FactHarbor POC1 Architecture Analysis 1.Jan.26
FactHarbor POC1 Architecture Analysis
Version: 2.6.17
Analysis Date: January 2026
Document Purpose: Technical diagrams, gap analysis, and optimization recommendations
1. AKEL Flow Diagram (with LLM and WebSearch Interactions)
flowchart TB
subgraph Input["📥 Input Layer"]
URL[URL Input]
TEXT[Text Input]
end
subgraph Retrieval["🔍 Content Retrieval"]
FETCH[extractTextFromUrl]
PDF[PDF Parser
pdf-parse v1]
HTML[HTML Parser
cheerio]
end
subgraph AKEL["🧠 AKEL Pipeline"]
direction TB
subgraph Step1["Step 1: Understand"]
UNDERSTAND[understandClaim
━━━━━━━━━━━━━
• Detect input type
• Extract claims
• Identify dependencies
• Assign risk tiers]
LLM1[("🤖 LLM Call #1
Claude/GPT/Gemini")]
end
subgraph Step2["Step 2: Research (Iterative)"]
DECIDE[decideNextResearch
━━━━━━━━━━━━━
• Generate queries
• Focus areas]
SEARCH[("🌐 Web Search
Google CSE / SerpAPI")]
FETCHSRC[fetchSourceContent
━━━━━━━━━━━━━
• Parallel fetching
• Timeout handling]
EXTRACT[extractFacts
━━━━━━━━━━━━━
• Parse sources
• Extract facts]
LLM2[("🤖 LLM Call #2-N
Per source")]
end
subgraph Step3["Step 3: Verdict Generation"]
VERDICT[generateVerdicts
━━━━━━━━━━━━━
• Claim verdicts
• Article verdict
• Dependency propagation]
LLM3[("🤖 LLM Call #N+1
Final synthesis")]
end
subgraph Step4["Step 4: Report"]
REPORT[buildTwoPanelSummary
━━━━━━━━━━━━━
• Format results
• Generate markdown]
end
end
subgraph Output["📤 Output"]
RESULT[AnalysisResult JSON]
MARKDOWN[Report Markdown]
end
%% Flow connections
URL --> FETCH
TEXT --> UNDERSTAND
FETCH --> PDF
FETCH --> HTML
PDF --> UNDERSTAND
HTML --> UNDERSTAND
UNDERSTAND --> LLM1
LLM1 --> DECIDE
DECIDE --> SEARCH
SEARCH --> FETCHSRC
FETCHSRC --> EXTRACT
EXTRACT --> LLM2
LLM2 --> DECIDE
DECIDE -->|"Research Complete"| VERDICT
VERDICT --> LLM3
LLM3 --> REPORT
REPORT --> RESULT
REPORT --> MARKDOWN
%% Styling
classDef llm fill:#e1f5fe,stroke:#01579b,stroke-width:2px
classDef search fill:#fff3e0,stroke:#e65100,stroke-width:2px
classDef step fill:#f3e5f5,stroke:#4a148c,stroke-width:2px
class LLM1,LLM2,LLM3 llm
class SEARCH search
class UNDERSTAND,DECIDE,FETCHSRC,EXTRACT,VERDICT,REPORT step
2. ERD Data Model (Current POC1 Implementation)
Data Objects ERD
erDiagram
ARTICLE ||--o{ CLAIM : "contains"
ARTICLE ||--|| ARTICLE_VERDICT : "has"
CLAIM ||--|| CLAIM_VERDICT : "has"
CLAIM ||--o{ CLAIM : "depends on"
CLAIM_VERDICT }o--o{ EVIDENCE : "supported by"

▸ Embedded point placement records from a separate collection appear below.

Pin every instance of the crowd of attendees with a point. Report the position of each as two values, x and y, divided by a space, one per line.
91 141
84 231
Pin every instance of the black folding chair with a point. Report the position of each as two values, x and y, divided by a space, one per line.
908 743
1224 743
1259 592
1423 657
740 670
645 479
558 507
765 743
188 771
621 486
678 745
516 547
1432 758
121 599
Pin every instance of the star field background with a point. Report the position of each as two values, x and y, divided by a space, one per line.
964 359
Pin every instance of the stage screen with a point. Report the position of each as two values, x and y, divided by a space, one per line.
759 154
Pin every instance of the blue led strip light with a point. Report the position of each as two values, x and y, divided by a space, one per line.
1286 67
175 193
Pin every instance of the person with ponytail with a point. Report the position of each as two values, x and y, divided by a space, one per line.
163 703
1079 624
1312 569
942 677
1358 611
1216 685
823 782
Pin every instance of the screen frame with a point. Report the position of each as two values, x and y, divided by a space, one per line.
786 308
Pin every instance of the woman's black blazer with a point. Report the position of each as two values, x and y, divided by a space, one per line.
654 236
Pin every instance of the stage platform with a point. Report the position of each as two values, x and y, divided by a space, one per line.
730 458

SOURCE ||--o{ EVIDENCE : "provides"
ARTICLE ||--o{ SOURCE : "references"
ARTICLE {
string id PK "Unique identifier (job ID)"
string inputType "text | url"
string inputValue "Original URL or text"
string articleThesis "Main argument/thesis"
string detectedInputType "question | claim | article"
boolean isQuestion "True if input is a question"
datetime createdAt "Analysis timestamp"
datetime updatedAt "Last update"
json distinctProceedings "Legal proceedings if any"
boolean hasMultipleProceedings "Multi-proceeding flag"
string proceedingContext "Context for proceedings"
json logicalFallacies "Detected fallacies array"
boolean isPseudoscience "Pseudoscience detection"
string_array pseudoscienceCategories "Categories if detected"
int llmCalls "Total LLM API calls"
json searchQueries "All search queries performed"
string schemaVersion "e.g. 2.6.17"
}
CLAIM {
string id PK "SC1, SC2, C1, etc."
string articleId FK "Parent article"
string text "The claim statement"
string type "legal | procedural | factual | evaluative"
string claimRole "attribution | source | timing | core"
string_array dependsOn "IDs of prerequisite claims"
string_array keyEntities "Named entities in claim"
boolean isCentral "Is this a central claim?"
string relatedProceedingId "Linked proceeding if any"
int startOffset "Position in original text"
int endOffset "End position in original text"
string approximatePosition "Descriptive position"
}
CLAIM_VERDICT {
string id PK "Same as claim ID"
string claimId FK "Reference to claim"
string llmVerdict "WELL-SUPPORTED | PARTIALLY-SUPPORTED | UNCERTAIN | REFUTED"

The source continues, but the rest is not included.